- Born: December 25, 1872 New Brunswick, Canada
- Died: December 9, 1956 (aged 83)
- Place of burial: Arlington National Cemetery, Arlington, Virginia
- Allegiance: United States of America
- Branch: United States Navy
- Service years: 1890–1922
- Rank: Captain
- Conflicts: United States occupation of Veracruz Spanish–American War World War I
- Awards: Medal of Honor Navy Cross

= John Grady (Medal of Honor) =

US Navy officer and Medal of Honor recipient (1872–1956)

John Grady (December 25, 1872 – December 9, 1956) was a Lieutenant in the United States Navy and a Medal of Honor recipient for his role in the United States occupation of Veracruz.

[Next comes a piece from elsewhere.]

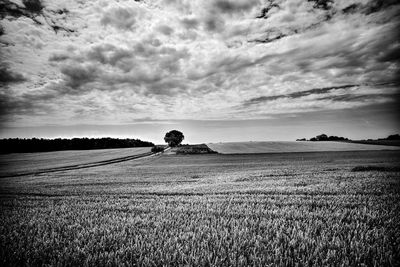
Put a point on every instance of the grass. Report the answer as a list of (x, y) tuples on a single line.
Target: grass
[(266, 209), (32, 162), (279, 147)]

He died December 9, 1956, and is buried at Arlington National Cemetery, Arlington, Virginia.

==Medal of Honor citation==
Rank and organization: Lieutenant, U.S. Navy. Born: 25 December 1872, Canada. Appointed from: Massachusetts. G.O. No.: 177, 4 December 1915. Other Navy award: Navy Cross.

Citation:

For distinguished conduct in battle, engagement of Vera Cruz, 22 April 1914. During the second day's fighting, the service performed by Lt. Grady, in command of the 2d Regiment, Artillery, was eminent and conspicuous. From necessarily exposed positions, he shelled the enemy from the strongest position.

==Navy cross citation==
Citation:
The President of the United States of America takes pleasure in presenting the Navy Cross to Commander John Grady, United States Navy, for distinguished service in the line of his profession as Commanding Officer of the U.S.S. WILHELMINA, engaged in the important, exacting and hazardous duty of transporting and escorting troops and supplies to European ports through waters infested with enemy submarines and mines during World War I.